Le 20 juillet 2004, l'Assemblée générale, réunie en session spéciale, a adopté par 150 voix pour (dont celle de la Suisse), 6 voix contre et 10 abstentions, la résolution ES-10/15 sur l'avis consultatif de la Cour internationale de justice, par laquelle elle prend acte des conclusions de la Cour. Elle invite aussi la Suisse, en sa qualité d'Etat dépositaire des Conventions de Genève, à conduire des consultations sur les moyens d'aboutir à un meilleur respect du droit international humanitaire par les parties concernées. La Suisse s'est déclarée prête à accepter ce mandat, puisque telle était la volonté de l'Assemblée générale. Elle a précisé qu'elle s'engagerait en faveur du respect du droit international humanitaire, en particulier de la IVème Convention de Genève, et qu'elle mènerait des consultations afin de déterminer les voies et moyens pour accomplir au mieux le mandat que lui a confié l'Assemblée générale. Dans cette perspective, la tenue d'une conférence de Hautes parties contractantes représente une parmi plusieurs options, l'objectif essentiel consistant à oeuvrer pour un meilleur respect du droit international humanitaire par toutes les parties, tout en soutenant et facilitant les efforts entrepris par la communauté internationale en vue d'une solution négociée du conflit.
Le Conseil fédéral saisit cette occasion pour rappeler que les Conventions de Genève ne prévoient pas formellement la possibilité pour l'Etat dépositaire de convoquer une rencontre des Hautes parties contractantes de sa propre initiative.
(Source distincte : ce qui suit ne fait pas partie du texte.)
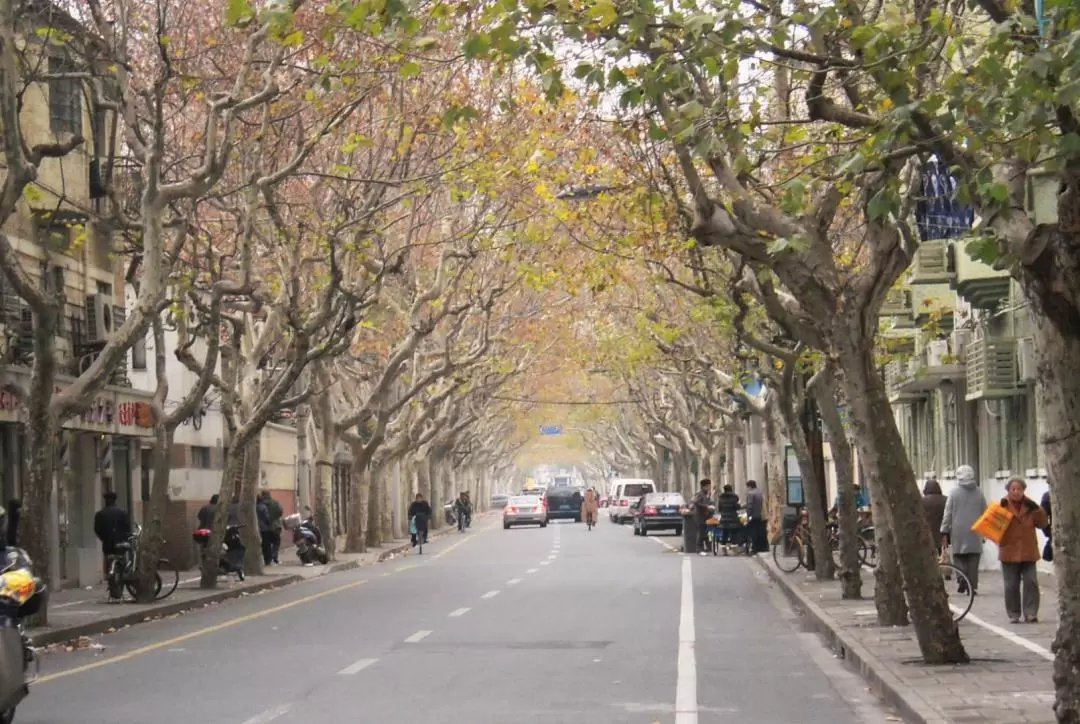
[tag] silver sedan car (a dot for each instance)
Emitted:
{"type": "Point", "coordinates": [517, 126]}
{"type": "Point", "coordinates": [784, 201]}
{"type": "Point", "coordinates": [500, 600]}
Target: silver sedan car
{"type": "Point", "coordinates": [525, 510]}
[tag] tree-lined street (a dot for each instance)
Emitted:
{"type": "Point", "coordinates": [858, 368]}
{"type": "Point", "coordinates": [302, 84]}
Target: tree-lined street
{"type": "Point", "coordinates": [538, 626]}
Les tâches du dépositaire, définies par le droit international, consistent essentiellement à assumer un rôle de type notarial en informant et, le cas échéant, en consultant les Etats parties. Ainsi la Suisse, en tant qu'Etat dépositaire, prendra dûment en compte les avis des Etats parties dans le cadre des consultations à venir.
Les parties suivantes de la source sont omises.